Así, hasta que llegan a un pequeño bosque de pinos. Allá arriba, casi en la misma punta del más alto de todos, tan alto como una atalaya de vigía, estaba un novato jovencito de apenas unos diez años. El grupo de venerables se detiene al pie del árbol, y el maestro sigue con sus comentarios a sus pares mientras éstos, en silencio por respeto al dueño del lugar, no pueden evitar echar una tras otra nerviosas miradas al pequeño que en tan peligrosa situación estaba, pese al evidente desinterés del maestro.
A los pocos minutos el niño comienza a descender, podando las ramas a medida que baja. Es ahí cuando los visitantes se dan cuenta que el anciano comienza a mirar con mayor frecuencia y tensión al chico, más aún a medida que se acerca al suelo. De pronto, cuando el aprendiz está en la última rama, a unos tres o cuatro metros de aquél, el maestro interrumpe con una disculpa la conversación con los ilustres visitantes y girando hacia el niño, le grita:
– ¡Ten cuidado!. ¡Presta atención a ver si caes!.

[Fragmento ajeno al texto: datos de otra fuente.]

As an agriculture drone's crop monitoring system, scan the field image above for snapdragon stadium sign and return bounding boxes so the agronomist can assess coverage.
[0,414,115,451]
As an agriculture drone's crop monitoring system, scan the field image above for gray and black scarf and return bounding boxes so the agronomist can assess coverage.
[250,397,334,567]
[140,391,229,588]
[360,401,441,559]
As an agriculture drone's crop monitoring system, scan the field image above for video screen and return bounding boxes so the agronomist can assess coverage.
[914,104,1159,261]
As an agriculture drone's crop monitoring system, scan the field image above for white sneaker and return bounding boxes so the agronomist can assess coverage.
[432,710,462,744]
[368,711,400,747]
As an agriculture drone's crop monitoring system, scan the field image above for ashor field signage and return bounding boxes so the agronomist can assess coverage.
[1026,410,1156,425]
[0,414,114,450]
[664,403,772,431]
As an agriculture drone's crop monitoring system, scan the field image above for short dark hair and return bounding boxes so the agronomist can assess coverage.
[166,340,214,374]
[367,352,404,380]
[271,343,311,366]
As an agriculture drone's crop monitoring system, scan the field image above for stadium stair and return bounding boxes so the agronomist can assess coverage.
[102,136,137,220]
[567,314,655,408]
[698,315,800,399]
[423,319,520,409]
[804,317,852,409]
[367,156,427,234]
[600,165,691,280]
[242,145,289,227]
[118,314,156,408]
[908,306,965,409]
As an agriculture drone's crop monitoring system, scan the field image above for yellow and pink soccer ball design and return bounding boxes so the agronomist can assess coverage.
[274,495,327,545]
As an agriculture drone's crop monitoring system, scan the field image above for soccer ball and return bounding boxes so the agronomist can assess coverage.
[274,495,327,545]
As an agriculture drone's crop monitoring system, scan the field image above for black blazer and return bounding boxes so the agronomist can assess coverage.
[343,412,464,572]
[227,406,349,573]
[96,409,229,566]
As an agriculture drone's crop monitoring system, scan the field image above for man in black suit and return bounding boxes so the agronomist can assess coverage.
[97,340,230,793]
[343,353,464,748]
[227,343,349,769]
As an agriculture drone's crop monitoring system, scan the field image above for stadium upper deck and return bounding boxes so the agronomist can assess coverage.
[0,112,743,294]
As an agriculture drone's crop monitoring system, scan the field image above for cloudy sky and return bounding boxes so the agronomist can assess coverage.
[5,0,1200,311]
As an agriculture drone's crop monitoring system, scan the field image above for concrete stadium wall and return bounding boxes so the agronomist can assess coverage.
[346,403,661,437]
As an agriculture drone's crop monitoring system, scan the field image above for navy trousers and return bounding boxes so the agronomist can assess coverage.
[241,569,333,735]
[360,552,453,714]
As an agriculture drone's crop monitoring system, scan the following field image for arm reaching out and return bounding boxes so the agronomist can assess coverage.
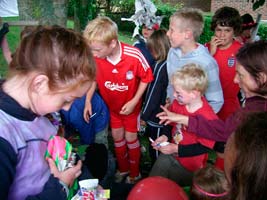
[83,81,96,122]
[157,105,189,126]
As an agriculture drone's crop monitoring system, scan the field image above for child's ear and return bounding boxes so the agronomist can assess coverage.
[184,29,193,40]
[109,39,117,49]
[31,74,49,94]
[190,90,201,98]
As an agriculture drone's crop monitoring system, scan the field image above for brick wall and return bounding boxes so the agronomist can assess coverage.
[211,0,267,20]
[163,0,267,20]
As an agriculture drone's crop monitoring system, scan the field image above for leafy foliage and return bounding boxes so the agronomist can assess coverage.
[247,0,265,10]
[67,0,97,31]
[199,15,214,44]
[108,0,135,13]
[258,23,267,40]
[108,0,183,34]
[67,0,75,17]
[154,0,183,29]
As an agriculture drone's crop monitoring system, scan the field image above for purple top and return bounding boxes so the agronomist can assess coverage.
[0,80,67,200]
[188,96,267,142]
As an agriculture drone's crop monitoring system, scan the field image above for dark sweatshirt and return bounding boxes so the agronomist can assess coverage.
[188,96,267,142]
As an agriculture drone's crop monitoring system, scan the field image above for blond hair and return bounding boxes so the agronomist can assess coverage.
[170,8,204,41]
[171,63,208,94]
[83,16,118,45]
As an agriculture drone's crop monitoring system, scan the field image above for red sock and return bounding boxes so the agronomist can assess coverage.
[114,138,129,173]
[127,138,141,177]
[214,157,224,171]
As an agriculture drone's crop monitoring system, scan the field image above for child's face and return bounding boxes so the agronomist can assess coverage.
[214,25,234,49]
[142,26,154,39]
[167,18,186,48]
[173,84,193,105]
[30,79,92,115]
[90,41,114,58]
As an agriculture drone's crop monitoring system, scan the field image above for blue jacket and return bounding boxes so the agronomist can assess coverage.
[61,92,109,144]
[142,60,168,125]
[134,37,155,68]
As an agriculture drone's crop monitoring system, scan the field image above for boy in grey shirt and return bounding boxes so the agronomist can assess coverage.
[166,8,223,113]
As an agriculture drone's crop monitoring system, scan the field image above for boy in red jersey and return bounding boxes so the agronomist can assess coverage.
[206,6,242,121]
[149,63,217,186]
[205,6,242,170]
[83,16,153,184]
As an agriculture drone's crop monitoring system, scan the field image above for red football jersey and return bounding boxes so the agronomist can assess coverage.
[170,97,217,172]
[95,42,153,115]
[206,40,241,120]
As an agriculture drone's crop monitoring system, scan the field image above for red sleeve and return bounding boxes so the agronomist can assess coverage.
[192,98,217,148]
[205,42,210,50]
[138,61,154,83]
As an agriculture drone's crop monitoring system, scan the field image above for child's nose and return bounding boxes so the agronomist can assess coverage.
[233,74,239,84]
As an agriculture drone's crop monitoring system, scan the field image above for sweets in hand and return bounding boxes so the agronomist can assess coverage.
[149,137,170,147]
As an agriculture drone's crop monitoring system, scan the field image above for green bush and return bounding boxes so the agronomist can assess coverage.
[109,0,135,13]
[199,15,214,44]
[258,23,267,40]
[108,0,183,35]
[107,12,135,35]
[67,0,75,18]
[155,0,183,29]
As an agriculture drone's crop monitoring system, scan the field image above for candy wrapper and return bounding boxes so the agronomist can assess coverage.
[71,179,110,200]
[45,135,78,199]
[45,135,76,171]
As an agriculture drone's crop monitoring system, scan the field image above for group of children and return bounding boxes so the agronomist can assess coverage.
[134,5,262,200]
[0,3,265,200]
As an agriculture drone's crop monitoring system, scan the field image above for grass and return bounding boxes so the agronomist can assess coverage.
[0,17,21,77]
[119,31,134,44]
[0,19,133,77]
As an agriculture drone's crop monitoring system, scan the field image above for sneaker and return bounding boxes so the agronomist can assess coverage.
[114,171,129,183]
[125,174,142,184]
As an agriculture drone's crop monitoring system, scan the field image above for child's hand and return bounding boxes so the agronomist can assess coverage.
[209,36,223,56]
[120,99,137,115]
[158,143,178,155]
[140,120,146,126]
[150,135,168,150]
[83,101,92,123]
[48,158,82,187]
[156,105,189,126]
[156,105,180,125]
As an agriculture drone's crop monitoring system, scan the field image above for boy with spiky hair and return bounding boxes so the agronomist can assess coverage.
[166,8,223,113]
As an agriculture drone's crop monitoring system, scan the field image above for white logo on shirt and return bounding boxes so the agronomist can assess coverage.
[105,81,128,91]
[112,68,118,73]
[126,71,134,80]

Los otros visitantes se miran entre sí extrañados y uno de ellos, carraspeando, dice:
– Perdón Maestro, con todo respeto… Cuando el niño estaba allá arriba, en un lugar tan peligroso, prácticamente le ignorabas. Pero ahora, que casi está llegando a la seguridad del suelo, ¿le adviertes del peligro?.
– – Pero… ¿acaso no es obvio? –respondió el maestro con una sonrisa- Cuando estaba allá arriba, el peligro era tan evidente que estaba con todos los sentidos puestos en cuidarse. Pero es cuando se está llegando al final, cuando parece que todo está hecho y ya es todo seguro, cuando somos más vulnerables.
Hola Gustavo, solo quería pasar por aquí y decirte que me has abierto la mente, me has hecho pensar de otra manera. Te admiro muchísimo. Gracias por abrirme la mente. Saludos desde Santiago de Chile.
Gracias por tu amabilidad y calidez, Catalina. Fuerte abrazo.